Re: [Graphs] Proposal: RDF Datasets from Pierre-Antoine Champin on 2011-08-22 (public-rdf-wg@w3.org from August 2011)

From: Pierre-Antoine Champin <pierre-antoine.champin@liris.cnrs.fr>
Date: Mon, 22 Aug 2011 21:43:38 +0200
To: Richard Cyganiak <richard@cyganiak.de>
CC: RDF Working Group WG <public-rdf-wg@w3.org>
Message-ID: <4E52B16A.6050302@liris.cnrs.fr>
(sorry Richard for the duplicates, I keep sending those mails from the
wrong email address, so I get rejected by the list)

On 08/22/2011 06:54 PM, Richard Cyganiak wrote:
> Pierre-Antoine,
> 
> Thanks for picking this up again.
> 
> There are several things I don't like about [2].
> 
> 1. It is not an abstract syntax. It is a mix of concrete and abstract syntax. Thus it negates the benefits of having an abstract syntax in the first place. For example, one cannot really describe any operations over such a multigraph representation without appealing to the use of various syntax parsers. And one has to explain what happens if the serialized graph isn't valid in the respective syntax. Etc

I can see your point, but I think you are being a bit hash on that: the
proposal is completely independant on any concrete syntax. It only
requires that such a concrete syntax exists, which is not a strong
requirement...

> 2. It doesn't achieve the goal of standardisation. Different existing multigraph approaches (TriG, SPARQL, etc) would all look differently when expressed according to this proposal. Thus, it doesn't promote interoperability and doesn't actually make working with multiple graphs any easier.

Well, in RDF people can use multiple vocabularies to represent the same
domain... While this is not ideal for interoperability, this is key to
scalability.

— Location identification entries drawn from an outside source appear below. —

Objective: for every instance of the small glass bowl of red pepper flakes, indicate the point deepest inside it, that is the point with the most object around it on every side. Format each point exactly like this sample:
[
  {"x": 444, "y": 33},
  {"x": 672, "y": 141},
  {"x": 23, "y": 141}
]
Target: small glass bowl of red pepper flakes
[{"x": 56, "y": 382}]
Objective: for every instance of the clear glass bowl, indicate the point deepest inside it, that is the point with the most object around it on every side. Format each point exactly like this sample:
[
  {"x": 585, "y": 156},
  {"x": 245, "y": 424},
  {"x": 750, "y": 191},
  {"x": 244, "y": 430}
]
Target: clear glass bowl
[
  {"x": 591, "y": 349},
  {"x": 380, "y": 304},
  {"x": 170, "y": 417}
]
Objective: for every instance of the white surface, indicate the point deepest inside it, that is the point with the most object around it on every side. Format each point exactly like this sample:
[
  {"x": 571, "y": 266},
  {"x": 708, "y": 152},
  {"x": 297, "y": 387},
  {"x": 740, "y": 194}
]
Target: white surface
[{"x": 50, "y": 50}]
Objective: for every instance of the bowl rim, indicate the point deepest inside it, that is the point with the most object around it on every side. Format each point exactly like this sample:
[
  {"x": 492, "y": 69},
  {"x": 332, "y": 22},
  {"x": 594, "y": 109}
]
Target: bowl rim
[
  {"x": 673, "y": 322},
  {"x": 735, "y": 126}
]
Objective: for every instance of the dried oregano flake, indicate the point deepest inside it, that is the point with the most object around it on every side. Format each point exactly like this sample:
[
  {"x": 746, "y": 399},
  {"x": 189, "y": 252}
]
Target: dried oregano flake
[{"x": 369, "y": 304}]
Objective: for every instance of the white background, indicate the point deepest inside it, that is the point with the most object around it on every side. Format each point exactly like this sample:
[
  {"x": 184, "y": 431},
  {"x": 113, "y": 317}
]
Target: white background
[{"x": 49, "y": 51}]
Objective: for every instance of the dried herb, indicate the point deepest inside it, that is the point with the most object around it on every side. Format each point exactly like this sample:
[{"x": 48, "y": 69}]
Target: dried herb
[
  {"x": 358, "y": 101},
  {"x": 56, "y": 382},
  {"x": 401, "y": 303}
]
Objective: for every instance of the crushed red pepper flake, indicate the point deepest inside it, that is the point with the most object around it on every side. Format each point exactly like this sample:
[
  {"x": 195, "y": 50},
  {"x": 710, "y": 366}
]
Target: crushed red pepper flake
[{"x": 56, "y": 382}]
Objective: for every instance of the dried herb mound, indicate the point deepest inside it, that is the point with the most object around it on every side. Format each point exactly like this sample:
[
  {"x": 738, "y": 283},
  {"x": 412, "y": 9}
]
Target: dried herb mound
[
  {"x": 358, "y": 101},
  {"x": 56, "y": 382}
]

How is the domain of multi-graphs different from other
domains?

> 3. I feel that it is actually more complex than the RDF Dataset proposal [1] because it requires the definition of one predicate for every RDF graph serialization, 

it only *requires* one such predicate; it would probably lead to the
definition of as many predicates as there will be recommended concrete
syntaxes, which is still tractable.

> as well as additional vocabulary for every multigraph representation.

This is indeed more complex in a way, as the goal is not to provide a
single built-in multigraph representation, but the building blocks to
describe such representations.

> 4. It is clear that actually storing or serializing anything in that way would be a bad idea. 

You are probably right. However, this is not a problem created by my
proposal: I'm sure there are several naive ways to implement RDF 2004
which would prove to be bad ideas.

> Instead, one wants to use optimized syntaxes that can serialize the graph literals without “double serialization”, and optimized storage schemes that can actually store and index the parsed form of the graph literals. But if that is the case, then why not define an abstract syntax that actually reflects these concrete syntaxes and storage schemes?

Why not indeed. Again, my goal in this proposal was to represent the g-*
terminology with *minimal* change to the RDF syntax and model...

> 5. From a pure RDF modeling and semantics point of view, this proposal should use typed literals and not plain/xsd:string literals.

Do you mean: with the content-type (RDF/XML, Turtle...) as their
datatype? Why not, though I don't see how this is compellingly superior
to using specialized properties...


To sum it up: I agree that relying on concrete syntaxes is not elegant
from a theoretical point of view, nor practical for implementation. And
if one had to "interpret" it in order to implement it correctly, one
would probably end up with something that lools like a SPARQL dataset :)
Not sure they would end up with "URIs only as graph names" nor with a
"default graph", though...

I'll think about it.

 thanks for your feedback

  pa

> Best,
> Richard
> 
> 
> On 22 Aug 2011, at 16:12, Pierre-Antoine Champin wrote:
> 
>> As I promissed to Richard during the last TC, I'm reactivating the
>> thread on his proposal to "lift" the definition of RDF datasets into
>> from SPARQL to RDF concepts [1]
>>
>> My main concern with this proposal is that it defines a somewhat complex
>> structure (the dataset) as a primitive concept in RDF. My gut feeling is
>> that we could instead define more basic concepts, on top of which SPARQL
>> datasets, SPARQL graph stores, and possibly other structures, could be
>> defined. In my understanding, this is what the g-* terminology was
>> aiming at.
>>
>> In this perspective, back in June, I made an alternate proposal [2] for
>> which I got almost no feedback. In a nutshell, it provides a minimal
>> vocabulary for reifying RDF graphs into standard RDF, and sketches the
>> semantics of such a reification. From there, it illustrates how
>> multi-graphs syntaxes (such as Trig) and models (such as SPARQL
>> datasets) can be defined on top of it.
>>
>> I know that Richard was concerned about several multi-graph models had
>> slight differences (e.g. can a BNode be used as a graph name), and his
>> solution was to endorse one of them and wait for the others to converge.
>> My proposal is rather to provide the building blocks for everyone to
>> describe their model in RDF itself, and leave it open for different
>> models to coexist, which is ok as long as they can all be expressed in
>> plain RDF.
>>
>>  pa
>>
>>
>> [1] http://www.w3.org/2011/rdf-wg/wiki/TF-Graphs/RDF-Datasets-Proposal
>> [2] http://www.w3.org/2011/rdf-wg/wiki/TF-Graphs/RDF-Quadless-Proposal
>
Received on Monday, 22 August 2011 19:44:26 UTC